Within the challenging environment of data streams characterized by large volumes of data, having high data-flow rates, most Data Stream Management Systems (DSMSs) process information directly from the incoming serial data stream.
A radically different approach is followed by Streamonas DSMS presented in this Dissertation. The DSMS processes its information after the serial stream is restructured into its own, novel, object-oriented, parallel data model called the Spatio-Temporal Cuboid (ST-Cuboid).
By doing so, Streamonas has achieved both record-level performance and efficiency. As published, through extensive experiments over the Linear Road Benchmark (LRB), the single-cpu/single-core Streamonas is the first and still the only DSMS to have reached on a single cpu, the maximum level of difficulty of the benchmark, i.e. 10 XWays.
Distributed Streamonas, also presented in this Dissertation, has recently achieved on the LRB a level of 550 XWays which is also a record. The work has been submitted for publication.
While query latencies on the LRB reported by excellent DSMSs are on the order of a second, Streamonas demonstrated impressive query latencies on the order of a microsecond (single-cpu/single-core Streamonas) and millisecond (Distributed Streamonas).
Enforcing database consistency in real-time is so difficult that researchers often view the concept as a trade-off of accuracy for efficiency. Within this context, researchers have developed pioneering frameworks including semantic load shedding, data reduction and application-specific summary techniques.
Based on its framework named "Real-Time Consistency" the novel Streamonas architecture has been able to achieve 100% accurate results with excellent performance characteristics, without trade-offs, so that consistent database states are materialized within time intervals of less than 400 microseconds.

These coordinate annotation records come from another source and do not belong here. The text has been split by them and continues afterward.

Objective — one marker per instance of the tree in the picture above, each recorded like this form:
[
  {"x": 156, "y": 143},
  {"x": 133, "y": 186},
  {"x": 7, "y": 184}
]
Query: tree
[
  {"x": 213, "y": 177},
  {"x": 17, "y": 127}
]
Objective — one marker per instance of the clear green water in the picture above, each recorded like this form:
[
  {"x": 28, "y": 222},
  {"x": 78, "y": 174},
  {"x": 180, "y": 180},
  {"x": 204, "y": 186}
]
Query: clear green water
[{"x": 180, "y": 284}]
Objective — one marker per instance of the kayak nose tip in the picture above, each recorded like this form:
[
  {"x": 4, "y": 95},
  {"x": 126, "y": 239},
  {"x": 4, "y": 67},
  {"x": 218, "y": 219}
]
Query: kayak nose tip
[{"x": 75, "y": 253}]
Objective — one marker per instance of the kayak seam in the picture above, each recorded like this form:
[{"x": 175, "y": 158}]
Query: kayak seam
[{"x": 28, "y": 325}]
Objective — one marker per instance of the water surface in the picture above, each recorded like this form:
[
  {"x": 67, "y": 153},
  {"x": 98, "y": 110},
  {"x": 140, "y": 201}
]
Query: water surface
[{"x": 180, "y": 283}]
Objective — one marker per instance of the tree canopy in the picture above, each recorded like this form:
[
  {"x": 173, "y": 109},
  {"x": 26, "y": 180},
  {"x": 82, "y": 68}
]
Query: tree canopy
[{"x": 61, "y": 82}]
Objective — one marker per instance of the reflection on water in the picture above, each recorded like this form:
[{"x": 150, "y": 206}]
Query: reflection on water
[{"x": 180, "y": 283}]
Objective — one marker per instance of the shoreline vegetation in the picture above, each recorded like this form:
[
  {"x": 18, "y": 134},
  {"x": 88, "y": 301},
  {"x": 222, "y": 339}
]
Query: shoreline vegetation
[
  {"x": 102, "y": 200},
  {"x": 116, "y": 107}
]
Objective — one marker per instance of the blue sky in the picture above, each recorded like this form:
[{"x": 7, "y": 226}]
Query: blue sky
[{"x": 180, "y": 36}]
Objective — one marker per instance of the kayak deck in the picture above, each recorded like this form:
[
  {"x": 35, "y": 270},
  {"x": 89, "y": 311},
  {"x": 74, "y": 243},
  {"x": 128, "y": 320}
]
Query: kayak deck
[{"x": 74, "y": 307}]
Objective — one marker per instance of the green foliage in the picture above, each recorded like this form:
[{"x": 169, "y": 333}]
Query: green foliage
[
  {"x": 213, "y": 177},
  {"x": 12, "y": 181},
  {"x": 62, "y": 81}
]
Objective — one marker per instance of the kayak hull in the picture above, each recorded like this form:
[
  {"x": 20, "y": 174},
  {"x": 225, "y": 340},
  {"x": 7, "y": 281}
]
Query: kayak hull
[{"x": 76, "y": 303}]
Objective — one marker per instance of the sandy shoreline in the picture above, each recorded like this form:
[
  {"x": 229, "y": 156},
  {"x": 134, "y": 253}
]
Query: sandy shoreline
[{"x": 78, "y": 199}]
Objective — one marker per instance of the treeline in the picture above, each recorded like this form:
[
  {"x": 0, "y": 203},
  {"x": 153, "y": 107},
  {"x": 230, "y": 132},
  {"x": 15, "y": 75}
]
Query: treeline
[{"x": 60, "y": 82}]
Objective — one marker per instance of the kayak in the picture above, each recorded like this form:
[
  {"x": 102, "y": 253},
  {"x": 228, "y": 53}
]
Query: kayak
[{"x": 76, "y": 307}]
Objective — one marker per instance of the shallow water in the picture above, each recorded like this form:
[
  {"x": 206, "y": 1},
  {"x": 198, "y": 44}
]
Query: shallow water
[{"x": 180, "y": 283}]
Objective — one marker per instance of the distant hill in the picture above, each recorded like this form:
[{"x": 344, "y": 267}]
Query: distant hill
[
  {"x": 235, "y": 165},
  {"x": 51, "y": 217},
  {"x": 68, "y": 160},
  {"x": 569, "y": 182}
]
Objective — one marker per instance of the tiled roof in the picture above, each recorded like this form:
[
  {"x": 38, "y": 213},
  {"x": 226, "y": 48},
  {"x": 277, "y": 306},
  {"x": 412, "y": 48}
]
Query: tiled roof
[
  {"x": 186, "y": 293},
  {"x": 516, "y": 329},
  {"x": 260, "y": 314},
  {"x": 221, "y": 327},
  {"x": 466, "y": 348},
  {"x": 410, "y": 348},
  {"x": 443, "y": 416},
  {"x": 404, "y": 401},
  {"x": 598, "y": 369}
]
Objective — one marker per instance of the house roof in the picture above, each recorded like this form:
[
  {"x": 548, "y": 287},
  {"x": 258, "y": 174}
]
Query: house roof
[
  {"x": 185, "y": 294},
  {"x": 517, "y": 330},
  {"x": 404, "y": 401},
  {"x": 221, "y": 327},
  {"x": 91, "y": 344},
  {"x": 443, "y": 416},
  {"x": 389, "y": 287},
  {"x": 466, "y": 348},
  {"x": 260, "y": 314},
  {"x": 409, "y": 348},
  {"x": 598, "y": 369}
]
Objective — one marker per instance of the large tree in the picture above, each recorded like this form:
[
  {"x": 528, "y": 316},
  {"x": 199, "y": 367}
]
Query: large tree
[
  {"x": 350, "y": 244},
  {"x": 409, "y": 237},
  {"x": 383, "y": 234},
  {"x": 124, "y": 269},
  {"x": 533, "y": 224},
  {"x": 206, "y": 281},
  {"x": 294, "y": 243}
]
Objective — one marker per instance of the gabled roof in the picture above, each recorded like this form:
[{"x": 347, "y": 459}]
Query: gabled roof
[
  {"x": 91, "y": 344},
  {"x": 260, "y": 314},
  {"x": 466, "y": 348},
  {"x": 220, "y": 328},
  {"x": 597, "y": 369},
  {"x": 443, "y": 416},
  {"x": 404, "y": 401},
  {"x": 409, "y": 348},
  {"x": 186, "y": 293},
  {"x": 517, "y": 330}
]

These results have been achieved for large distributed enterprise-like applications where the in-memory distributed database reaches 65 GBytes and throughput exceeds 730,000 tuples/sec.

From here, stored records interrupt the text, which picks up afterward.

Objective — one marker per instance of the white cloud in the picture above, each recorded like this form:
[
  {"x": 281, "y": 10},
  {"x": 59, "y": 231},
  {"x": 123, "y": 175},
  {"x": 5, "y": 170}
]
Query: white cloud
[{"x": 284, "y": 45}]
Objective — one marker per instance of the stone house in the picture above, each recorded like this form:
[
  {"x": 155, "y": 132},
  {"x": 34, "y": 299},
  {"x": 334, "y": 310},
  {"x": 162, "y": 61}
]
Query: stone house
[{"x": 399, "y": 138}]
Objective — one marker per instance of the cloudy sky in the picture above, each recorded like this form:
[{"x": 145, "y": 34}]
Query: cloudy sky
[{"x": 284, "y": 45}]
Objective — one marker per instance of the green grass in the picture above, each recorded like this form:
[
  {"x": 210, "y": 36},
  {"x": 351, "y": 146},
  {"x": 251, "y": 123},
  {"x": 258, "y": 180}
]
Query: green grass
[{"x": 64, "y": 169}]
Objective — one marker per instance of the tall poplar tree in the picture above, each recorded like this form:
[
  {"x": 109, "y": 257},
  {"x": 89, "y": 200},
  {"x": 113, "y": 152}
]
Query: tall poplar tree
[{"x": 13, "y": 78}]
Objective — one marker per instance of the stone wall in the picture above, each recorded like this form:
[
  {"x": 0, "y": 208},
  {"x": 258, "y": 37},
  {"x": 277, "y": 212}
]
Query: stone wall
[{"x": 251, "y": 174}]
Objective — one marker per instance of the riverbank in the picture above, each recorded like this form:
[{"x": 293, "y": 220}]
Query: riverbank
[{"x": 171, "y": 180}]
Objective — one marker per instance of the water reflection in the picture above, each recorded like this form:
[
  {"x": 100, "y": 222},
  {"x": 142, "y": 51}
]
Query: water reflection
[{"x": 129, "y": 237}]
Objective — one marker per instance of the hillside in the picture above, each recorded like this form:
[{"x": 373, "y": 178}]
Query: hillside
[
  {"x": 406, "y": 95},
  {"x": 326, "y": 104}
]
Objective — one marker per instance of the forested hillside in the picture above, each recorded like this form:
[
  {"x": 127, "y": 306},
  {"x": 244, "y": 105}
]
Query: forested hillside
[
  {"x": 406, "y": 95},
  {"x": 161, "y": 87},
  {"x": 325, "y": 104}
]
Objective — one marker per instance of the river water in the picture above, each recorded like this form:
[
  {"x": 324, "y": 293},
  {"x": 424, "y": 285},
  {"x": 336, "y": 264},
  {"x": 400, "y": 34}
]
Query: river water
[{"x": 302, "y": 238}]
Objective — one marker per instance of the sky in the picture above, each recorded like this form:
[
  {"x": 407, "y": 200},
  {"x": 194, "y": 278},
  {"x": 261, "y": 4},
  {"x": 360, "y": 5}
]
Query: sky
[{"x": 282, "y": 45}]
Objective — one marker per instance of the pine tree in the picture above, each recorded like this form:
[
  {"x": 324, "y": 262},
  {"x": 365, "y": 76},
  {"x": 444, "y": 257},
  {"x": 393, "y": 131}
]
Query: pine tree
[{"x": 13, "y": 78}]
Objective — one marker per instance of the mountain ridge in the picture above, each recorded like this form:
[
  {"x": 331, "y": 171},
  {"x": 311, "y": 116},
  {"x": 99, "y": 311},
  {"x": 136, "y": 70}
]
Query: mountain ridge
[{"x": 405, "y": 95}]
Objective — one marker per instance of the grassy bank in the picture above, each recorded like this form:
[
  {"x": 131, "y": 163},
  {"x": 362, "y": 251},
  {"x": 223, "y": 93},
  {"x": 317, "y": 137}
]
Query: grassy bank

Our Thesis is that the novel architecture of Streamonas, following three fundamental principles, supported by the novel, object-oriented, parallel ST-Cuboid data-structure and the rest of novel sub-systems and frameworks presented in this dissertation, has created a radical change to the perspective the research community views data-stream management, permitting the development of new kinds of improved Data Stream Management Systems in the years to come.